Hierbei muss zwischen statutarischem Sitz (Ort laut Satzung) und Verwaltungssitz (Ort der Hauptgeschäftsleitung) differenziert werden (Rosner, NWB 2016, 2726). Sofern im Gesellschaftsvertrag ein inländischer Ort als Sitz bestimmt ist, reicht dies für eine unbeschränkte StPfl aus, auch wenn davon abgesehen keine weiteren Beziehungen zum Inland unterhalten werden.
Beispiel (in Anlehnung an Benecke, NWB 2007, 3325, 3328):
Der unbeschränkt StPfl A ist alleiniger Gesellschafter der A-Ltd. Der statutarische Sitz sowie der Ort der Geschäftsleitung der A-Ltd befindet sich in Südafrika. Der Sitz und der Ort der Geschäftsleitung der A-Ltd werden von Südafrika nach Indien verlegt.
Lösung:
Ursprünglich hatte Deutschland ein ausschließliches Besteuerungsrecht, da Art 11 Abs 2 DBA-Südafrika dem Ansässigkeitsstaat des Gesellschafters das ausschließliche Besteuerungsrecht zuweist. Aufgrund des Wegzugs der A-Ltd nach Indien ist dies jedoch nicht mehr der Fall, da gemäß Art 17 Abs 4 DBA-Indien der Ansässigkeitsstaat der Gesellschaft ebenfalls ein Besteuerungsrecht hat und Deutschland zur Anrechnung der indischen Steuer verpflichtet ist (Art 23 Abs 1 Buchst b DBA-Indien). Da hierdurch das deutsche Besteuerungsrecht eingeschränkt wurde, greift aufgrund des Wegzugs der A-Ltd von Südafrika nach Indien § 17 Abs 5 EStG mit der Folge einer fiktiven Veräußerung der Geschäftsanteile zum gemeinen Wert.
Rn. 398
Stand: EL 167 – ET: 09/2023
Das GmbHG und das AktG lassen eine grenzüberschreitende Verlegung des statutarischen Sitzes nicht zu. Im Ergebnis führt die Verlegung des statutarischen Sitzes zur Auflösung und Abwicklung der Gesellschaft (s Rn 357ff). Eine Ausnahme hierzu bildet eine Societas Europaea (SE). Diese kann ihren statutarischen Sitz innerhalb der Europäischen Gemeinschaft identitätswahrend verlegen. Dies gilt ebenso für die Europäische Genossenschaft – Societas Cooperativa Europaea (SCE), s El Mahi, DB 2004, 967, 971).
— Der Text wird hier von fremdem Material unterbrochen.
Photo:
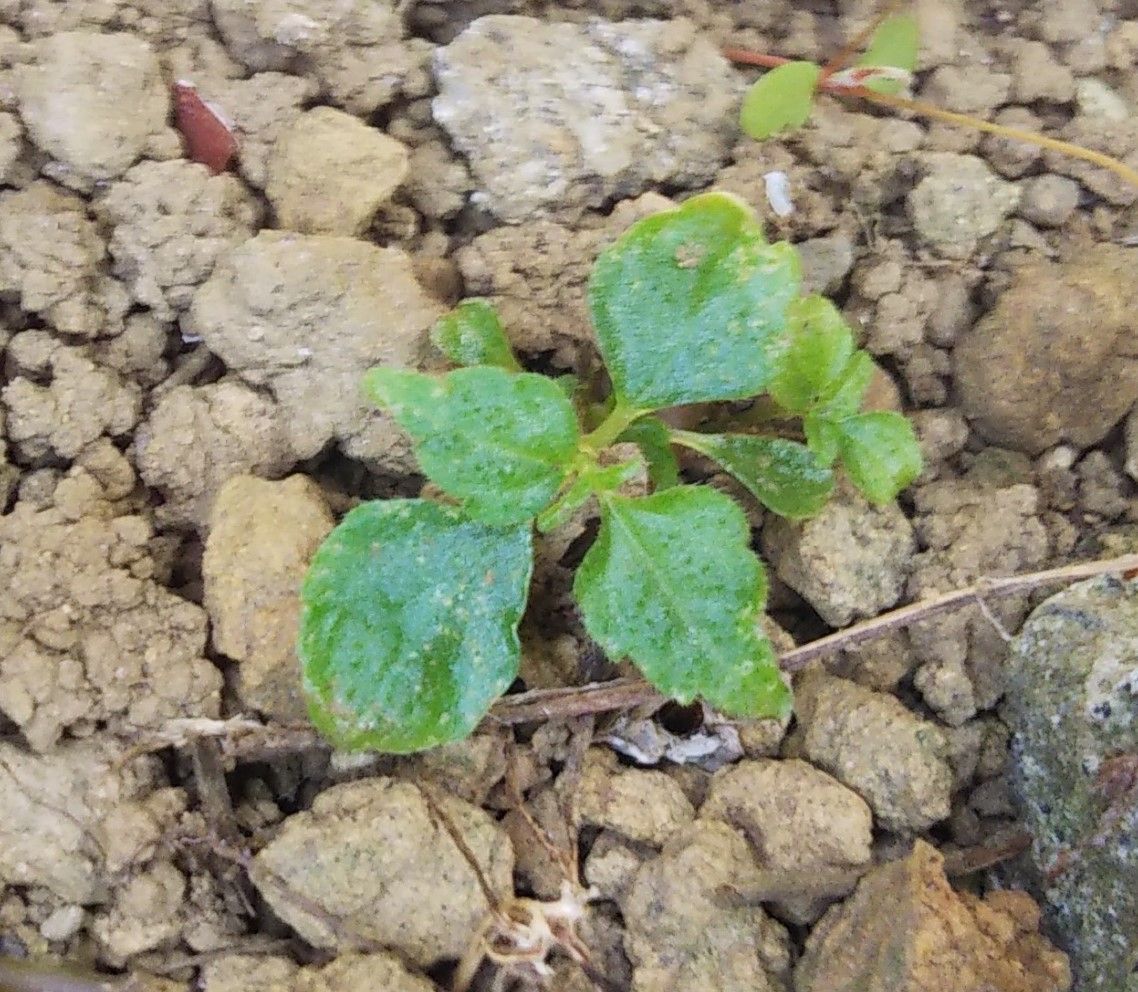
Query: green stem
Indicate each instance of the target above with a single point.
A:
(616, 423)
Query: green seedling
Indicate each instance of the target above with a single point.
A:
(783, 98)
(411, 606)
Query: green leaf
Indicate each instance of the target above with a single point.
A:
(501, 443)
(409, 628)
(671, 583)
(781, 100)
(690, 305)
(654, 441)
(880, 453)
(821, 345)
(846, 393)
(897, 43)
(822, 436)
(471, 335)
(782, 474)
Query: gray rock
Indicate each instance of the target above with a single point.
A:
(1073, 709)
(871, 743)
(329, 173)
(959, 201)
(1035, 372)
(850, 560)
(557, 116)
(307, 315)
(371, 856)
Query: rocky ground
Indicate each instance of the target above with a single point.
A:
(180, 426)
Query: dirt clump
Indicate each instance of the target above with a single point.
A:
(198, 436)
(65, 812)
(96, 102)
(356, 54)
(930, 940)
(871, 743)
(648, 806)
(971, 531)
(329, 173)
(357, 859)
(81, 402)
(1035, 372)
(848, 561)
(306, 315)
(262, 536)
(347, 973)
(170, 222)
(87, 635)
(54, 259)
(808, 832)
(682, 933)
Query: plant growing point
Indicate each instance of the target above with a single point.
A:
(409, 629)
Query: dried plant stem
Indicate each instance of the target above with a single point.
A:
(1120, 168)
(600, 697)
(860, 40)
(757, 58)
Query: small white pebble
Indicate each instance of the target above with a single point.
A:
(777, 187)
(63, 924)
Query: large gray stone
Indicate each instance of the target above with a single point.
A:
(561, 116)
(1073, 708)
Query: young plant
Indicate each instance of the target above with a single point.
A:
(783, 98)
(409, 630)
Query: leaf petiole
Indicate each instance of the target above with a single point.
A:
(620, 418)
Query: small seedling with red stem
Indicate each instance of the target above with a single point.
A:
(783, 98)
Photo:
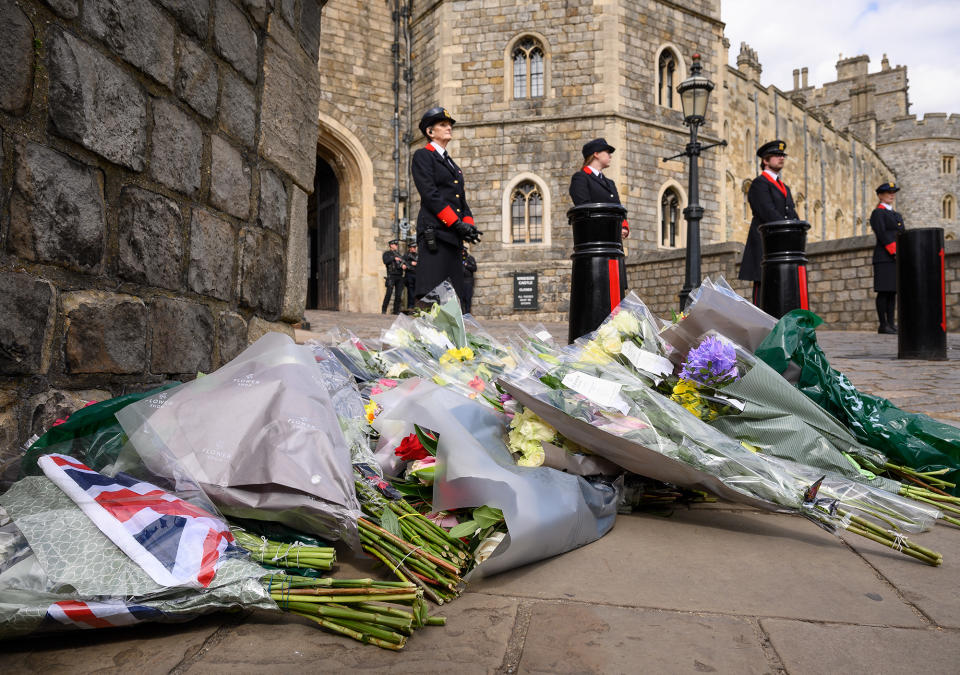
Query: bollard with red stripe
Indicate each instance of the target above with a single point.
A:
(597, 279)
(783, 271)
(921, 295)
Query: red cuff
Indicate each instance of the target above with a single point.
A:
(448, 216)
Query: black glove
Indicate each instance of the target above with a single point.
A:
(467, 233)
(430, 237)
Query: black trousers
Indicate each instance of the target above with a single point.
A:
(395, 286)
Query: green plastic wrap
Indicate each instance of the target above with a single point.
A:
(912, 439)
(92, 434)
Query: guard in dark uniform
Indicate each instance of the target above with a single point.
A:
(410, 273)
(445, 220)
(886, 224)
(394, 264)
(770, 200)
(469, 268)
(589, 185)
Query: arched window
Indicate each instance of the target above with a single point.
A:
(666, 78)
(526, 214)
(528, 70)
(670, 234)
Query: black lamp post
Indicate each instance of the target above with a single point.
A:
(694, 95)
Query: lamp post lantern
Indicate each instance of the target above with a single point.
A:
(694, 96)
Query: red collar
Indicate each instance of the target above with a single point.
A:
(780, 186)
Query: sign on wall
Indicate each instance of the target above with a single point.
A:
(525, 294)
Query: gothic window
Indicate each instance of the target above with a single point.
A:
(670, 219)
(526, 214)
(666, 78)
(528, 72)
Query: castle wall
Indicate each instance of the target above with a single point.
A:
(916, 149)
(154, 175)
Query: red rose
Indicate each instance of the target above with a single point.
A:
(411, 448)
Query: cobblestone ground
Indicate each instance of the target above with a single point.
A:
(713, 588)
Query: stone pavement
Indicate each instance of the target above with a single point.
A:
(711, 588)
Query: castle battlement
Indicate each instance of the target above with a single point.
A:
(908, 127)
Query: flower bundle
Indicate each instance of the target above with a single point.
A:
(381, 613)
(617, 415)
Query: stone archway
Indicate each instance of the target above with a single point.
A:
(359, 265)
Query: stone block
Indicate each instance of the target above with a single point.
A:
(258, 9)
(105, 333)
(272, 213)
(288, 115)
(197, 79)
(212, 252)
(94, 102)
(191, 14)
(295, 288)
(56, 209)
(181, 337)
(235, 40)
(229, 179)
(231, 336)
(150, 233)
(16, 59)
(261, 271)
(259, 327)
(238, 108)
(28, 307)
(68, 9)
(42, 410)
(177, 150)
(136, 31)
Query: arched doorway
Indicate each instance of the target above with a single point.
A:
(323, 237)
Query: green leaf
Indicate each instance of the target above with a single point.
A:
(429, 444)
(487, 516)
(390, 522)
(464, 529)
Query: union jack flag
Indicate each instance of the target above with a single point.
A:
(100, 614)
(176, 543)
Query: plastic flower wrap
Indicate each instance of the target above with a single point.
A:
(616, 414)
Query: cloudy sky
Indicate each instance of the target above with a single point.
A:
(923, 35)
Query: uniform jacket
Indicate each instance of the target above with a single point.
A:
(769, 201)
(410, 259)
(393, 268)
(443, 198)
(885, 224)
(588, 188)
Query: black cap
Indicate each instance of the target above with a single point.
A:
(596, 145)
(776, 147)
(433, 116)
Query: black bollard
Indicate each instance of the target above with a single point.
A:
(597, 281)
(921, 295)
(783, 273)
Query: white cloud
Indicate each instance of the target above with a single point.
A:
(923, 35)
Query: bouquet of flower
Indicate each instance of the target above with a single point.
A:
(614, 413)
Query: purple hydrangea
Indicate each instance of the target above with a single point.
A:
(713, 363)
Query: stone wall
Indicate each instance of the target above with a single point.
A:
(839, 280)
(155, 160)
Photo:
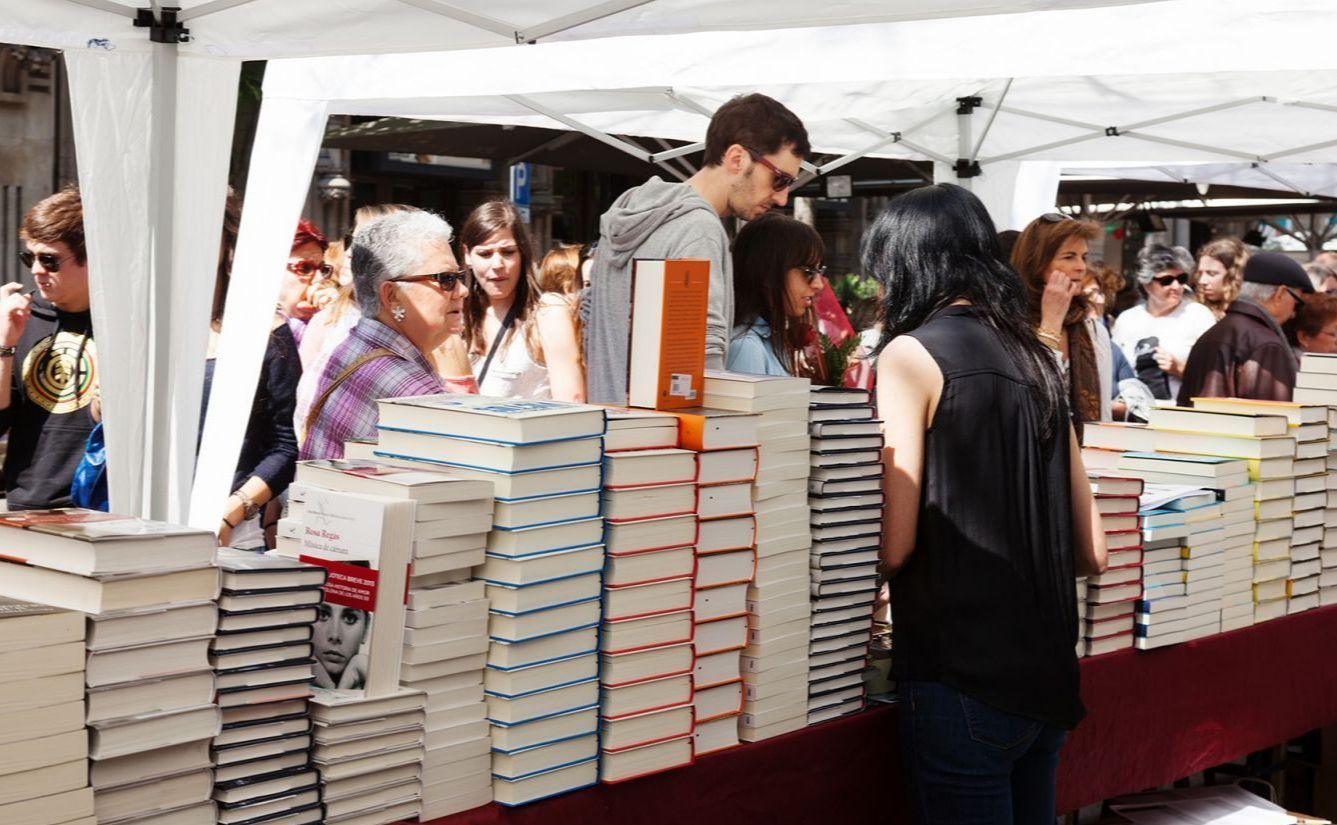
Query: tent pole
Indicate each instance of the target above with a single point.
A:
(483, 22)
(578, 19)
(580, 127)
(988, 125)
(678, 153)
(965, 166)
(162, 175)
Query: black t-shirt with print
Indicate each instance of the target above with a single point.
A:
(50, 415)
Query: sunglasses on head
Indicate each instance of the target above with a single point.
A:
(445, 281)
(781, 179)
(48, 262)
(306, 270)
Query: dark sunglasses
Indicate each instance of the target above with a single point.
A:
(445, 281)
(306, 270)
(48, 262)
(782, 179)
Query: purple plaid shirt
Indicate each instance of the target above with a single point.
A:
(350, 411)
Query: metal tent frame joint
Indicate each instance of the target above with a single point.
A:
(165, 27)
(964, 167)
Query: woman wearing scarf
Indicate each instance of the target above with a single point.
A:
(1051, 257)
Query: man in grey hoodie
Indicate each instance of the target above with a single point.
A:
(753, 151)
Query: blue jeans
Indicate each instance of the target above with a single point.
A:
(968, 764)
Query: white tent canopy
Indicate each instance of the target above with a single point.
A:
(887, 86)
(154, 110)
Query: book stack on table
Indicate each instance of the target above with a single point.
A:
(1301, 490)
(43, 742)
(1106, 601)
(445, 634)
(264, 661)
(1213, 428)
(543, 559)
(774, 663)
(846, 543)
(646, 630)
(149, 590)
(726, 563)
(371, 754)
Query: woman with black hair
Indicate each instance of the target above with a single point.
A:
(777, 273)
(990, 516)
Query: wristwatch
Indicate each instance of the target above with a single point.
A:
(249, 507)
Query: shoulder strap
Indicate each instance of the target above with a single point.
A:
(496, 340)
(314, 412)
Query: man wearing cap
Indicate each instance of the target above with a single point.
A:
(1246, 355)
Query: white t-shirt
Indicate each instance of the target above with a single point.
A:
(1177, 332)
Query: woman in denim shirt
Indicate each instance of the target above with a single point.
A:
(777, 272)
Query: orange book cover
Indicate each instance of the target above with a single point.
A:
(667, 363)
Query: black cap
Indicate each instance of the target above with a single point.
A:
(1277, 269)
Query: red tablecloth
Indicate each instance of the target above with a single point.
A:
(1153, 717)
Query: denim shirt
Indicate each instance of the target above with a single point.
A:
(750, 350)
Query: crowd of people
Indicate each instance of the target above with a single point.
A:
(992, 352)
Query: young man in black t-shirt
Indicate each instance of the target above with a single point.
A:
(48, 361)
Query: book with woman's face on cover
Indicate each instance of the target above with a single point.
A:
(365, 543)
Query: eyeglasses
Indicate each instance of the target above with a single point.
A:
(48, 262)
(782, 179)
(306, 270)
(445, 281)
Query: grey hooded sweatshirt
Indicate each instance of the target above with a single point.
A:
(653, 221)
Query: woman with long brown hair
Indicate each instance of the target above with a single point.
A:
(522, 342)
(777, 273)
(1221, 265)
(1051, 257)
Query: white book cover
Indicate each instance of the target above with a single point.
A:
(365, 543)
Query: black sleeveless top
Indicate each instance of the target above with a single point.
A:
(986, 603)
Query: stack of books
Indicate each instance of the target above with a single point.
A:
(369, 752)
(542, 567)
(445, 635)
(445, 647)
(1317, 385)
(1106, 614)
(264, 657)
(1302, 494)
(846, 543)
(43, 744)
(149, 588)
(725, 443)
(1182, 566)
(1268, 447)
(1106, 601)
(649, 594)
(774, 662)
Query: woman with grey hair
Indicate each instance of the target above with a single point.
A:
(411, 293)
(1165, 325)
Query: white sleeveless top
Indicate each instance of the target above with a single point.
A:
(512, 373)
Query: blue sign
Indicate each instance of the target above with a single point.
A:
(520, 183)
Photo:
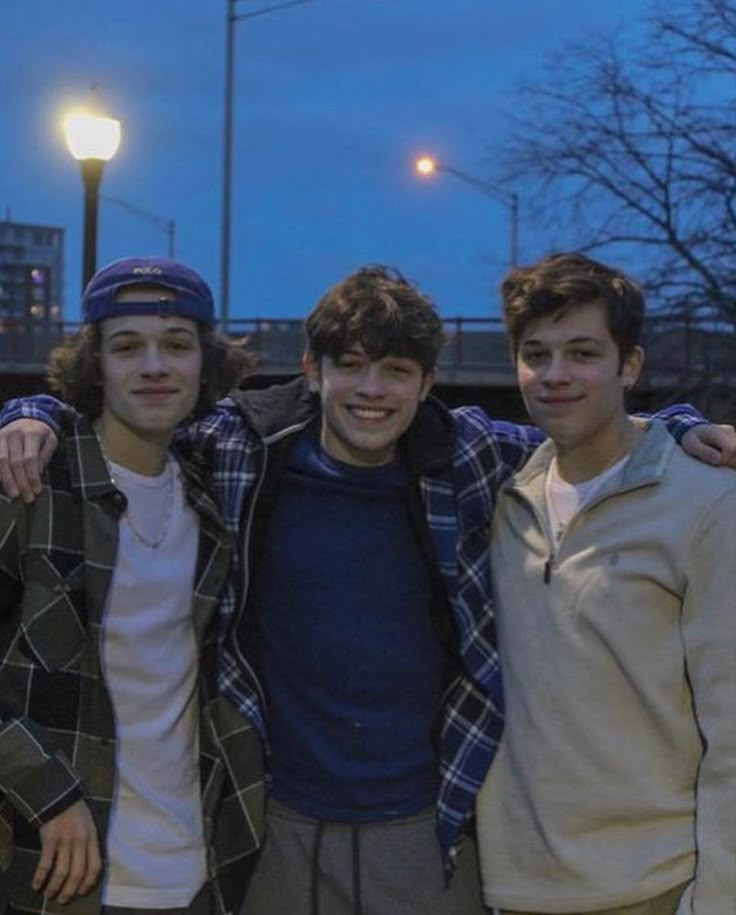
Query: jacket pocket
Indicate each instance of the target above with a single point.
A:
(52, 613)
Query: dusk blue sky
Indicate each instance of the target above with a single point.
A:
(333, 100)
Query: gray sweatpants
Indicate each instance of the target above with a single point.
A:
(387, 868)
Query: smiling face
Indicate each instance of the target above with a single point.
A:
(572, 380)
(367, 405)
(150, 367)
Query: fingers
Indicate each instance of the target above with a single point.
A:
(94, 866)
(25, 448)
(70, 862)
(84, 869)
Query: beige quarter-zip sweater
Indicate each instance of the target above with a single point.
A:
(616, 777)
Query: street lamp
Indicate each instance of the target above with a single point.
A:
(426, 166)
(166, 225)
(231, 17)
(93, 140)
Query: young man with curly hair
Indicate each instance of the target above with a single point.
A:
(123, 773)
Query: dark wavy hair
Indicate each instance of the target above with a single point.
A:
(559, 282)
(74, 369)
(380, 310)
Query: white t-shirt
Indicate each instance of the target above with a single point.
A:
(156, 849)
(564, 500)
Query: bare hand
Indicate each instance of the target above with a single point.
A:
(70, 861)
(26, 447)
(712, 444)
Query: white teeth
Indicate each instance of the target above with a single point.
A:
(366, 413)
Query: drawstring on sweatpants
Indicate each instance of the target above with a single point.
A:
(316, 848)
(357, 895)
(314, 889)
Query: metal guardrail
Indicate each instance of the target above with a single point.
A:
(476, 351)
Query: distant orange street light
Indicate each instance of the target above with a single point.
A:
(426, 166)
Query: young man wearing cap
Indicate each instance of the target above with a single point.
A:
(614, 788)
(363, 643)
(124, 777)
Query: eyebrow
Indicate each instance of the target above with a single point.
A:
(130, 332)
(533, 341)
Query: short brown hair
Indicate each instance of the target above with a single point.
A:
(74, 369)
(559, 282)
(377, 308)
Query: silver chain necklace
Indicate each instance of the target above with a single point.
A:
(155, 542)
(151, 542)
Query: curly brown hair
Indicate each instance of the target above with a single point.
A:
(377, 308)
(558, 282)
(74, 369)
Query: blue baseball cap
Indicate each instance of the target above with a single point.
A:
(193, 297)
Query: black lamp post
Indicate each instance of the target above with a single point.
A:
(92, 140)
(427, 166)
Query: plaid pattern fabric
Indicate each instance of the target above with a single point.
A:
(57, 729)
(459, 499)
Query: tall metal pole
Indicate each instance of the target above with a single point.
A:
(510, 199)
(227, 152)
(514, 229)
(91, 176)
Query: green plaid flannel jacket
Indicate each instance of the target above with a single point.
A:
(57, 729)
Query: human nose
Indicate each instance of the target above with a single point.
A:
(557, 371)
(153, 361)
(370, 383)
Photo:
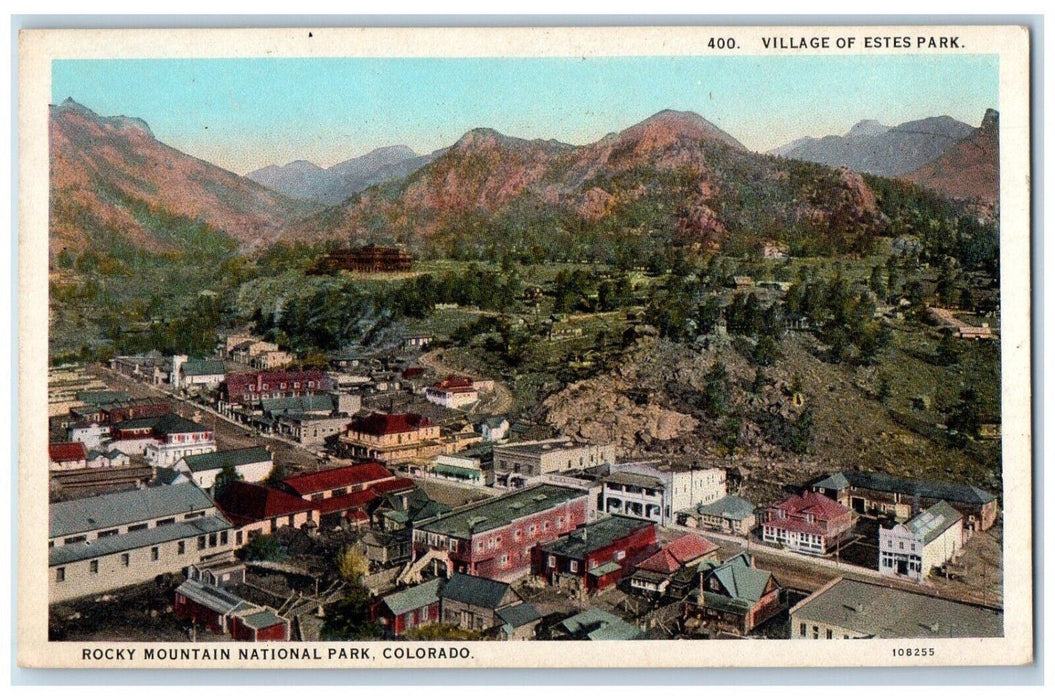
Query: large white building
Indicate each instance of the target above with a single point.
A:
(117, 540)
(657, 491)
(252, 464)
(929, 539)
(516, 463)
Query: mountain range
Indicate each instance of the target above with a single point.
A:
(329, 186)
(873, 148)
(673, 178)
(111, 179)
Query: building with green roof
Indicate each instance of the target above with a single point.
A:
(252, 464)
(494, 538)
(914, 548)
(734, 597)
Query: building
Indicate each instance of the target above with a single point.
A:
(463, 468)
(251, 388)
(734, 597)
(64, 457)
(479, 604)
(657, 491)
(108, 542)
(339, 481)
(173, 436)
(515, 463)
(876, 493)
(409, 608)
(914, 548)
(453, 392)
(394, 438)
(346, 496)
(811, 523)
(731, 513)
(494, 538)
(494, 429)
(254, 509)
(673, 569)
(187, 373)
(151, 367)
(596, 625)
(252, 464)
(595, 556)
(90, 433)
(223, 613)
(846, 608)
(365, 258)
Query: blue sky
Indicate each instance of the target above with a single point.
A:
(243, 114)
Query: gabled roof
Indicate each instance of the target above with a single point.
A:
(732, 507)
(165, 424)
(126, 507)
(500, 510)
(677, 553)
(741, 581)
(262, 619)
(210, 597)
(934, 521)
(248, 503)
(202, 368)
(136, 540)
(340, 477)
(387, 424)
(882, 611)
(212, 461)
(306, 404)
(518, 616)
(814, 504)
(475, 590)
(598, 625)
(597, 535)
(415, 598)
(925, 489)
(66, 451)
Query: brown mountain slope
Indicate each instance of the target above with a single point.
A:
(969, 170)
(674, 173)
(110, 176)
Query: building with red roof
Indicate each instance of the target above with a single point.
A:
(255, 509)
(673, 567)
(66, 455)
(328, 483)
(810, 523)
(250, 388)
(392, 438)
(453, 392)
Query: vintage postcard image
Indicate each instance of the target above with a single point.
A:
(524, 347)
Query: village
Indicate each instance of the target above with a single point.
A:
(245, 496)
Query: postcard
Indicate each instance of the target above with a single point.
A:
(606, 347)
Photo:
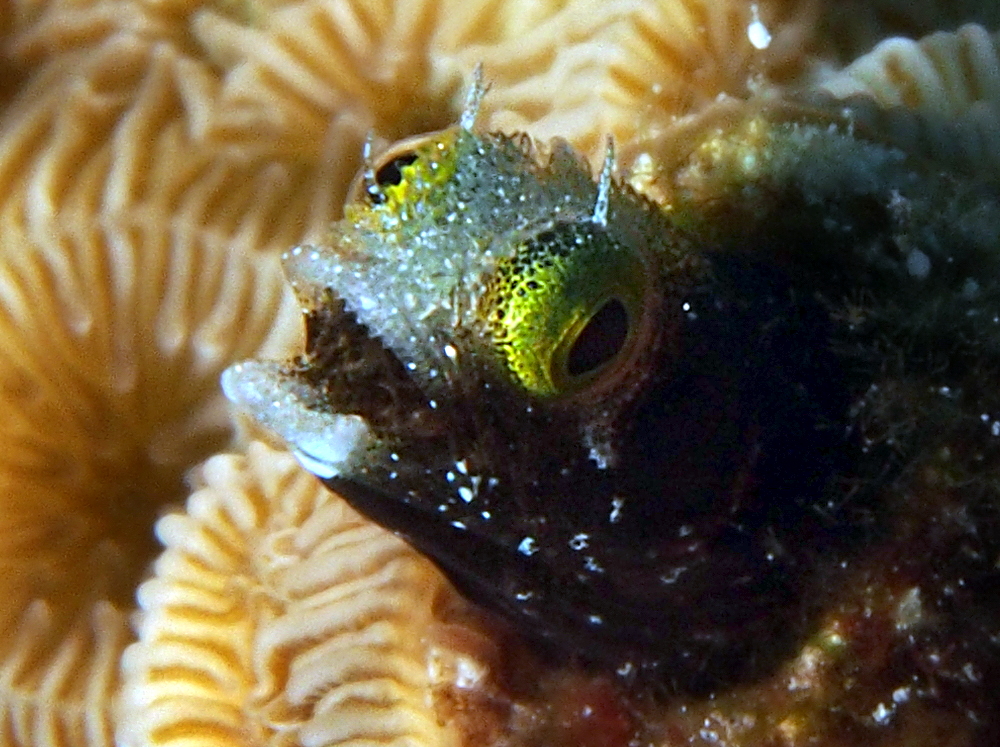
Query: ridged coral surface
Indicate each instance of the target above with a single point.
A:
(155, 157)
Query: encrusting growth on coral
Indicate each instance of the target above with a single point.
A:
(155, 157)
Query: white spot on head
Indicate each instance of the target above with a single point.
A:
(528, 546)
(757, 32)
(918, 264)
(616, 509)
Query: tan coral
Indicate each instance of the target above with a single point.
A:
(131, 277)
(939, 96)
(279, 616)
b) Verlegung des Ortes der Geschäftsleitung
Rn. 399
Stand: EL 167 – ET: 09/2023
Der Ort der Geschäftsleitung bestimmt sich nach dem Mittelpunkt der geschäftlichen Oberleitung (§ 10 AO). Der für die Geschäftsleitung maßgebliche Ort orientiert sich allein an den tatsächlichen Verhältnissen (Pfirrmann in Brandis/Heuermann, § 12 KStG Rz 90 (Dezember 2022)).
Im Vergleich zum statutarischen Sitz, welcher anhand formeller Kriterien unzweifelhaft festgestellt werden kann, ist die Lokalisierung des Ortes der Geschäftsleitung in der Praxis mitunter gelegentlich schwieriger zu bestimmen (Seibold, IStR 2003, 45). Dabei ist der Wille, den Ort der Geschäftsleitung zu ändern, unbeachtlich. Auch eine unbeabsichtigte Verlagerung des Geschäftsleitungsortes ist ausreichend.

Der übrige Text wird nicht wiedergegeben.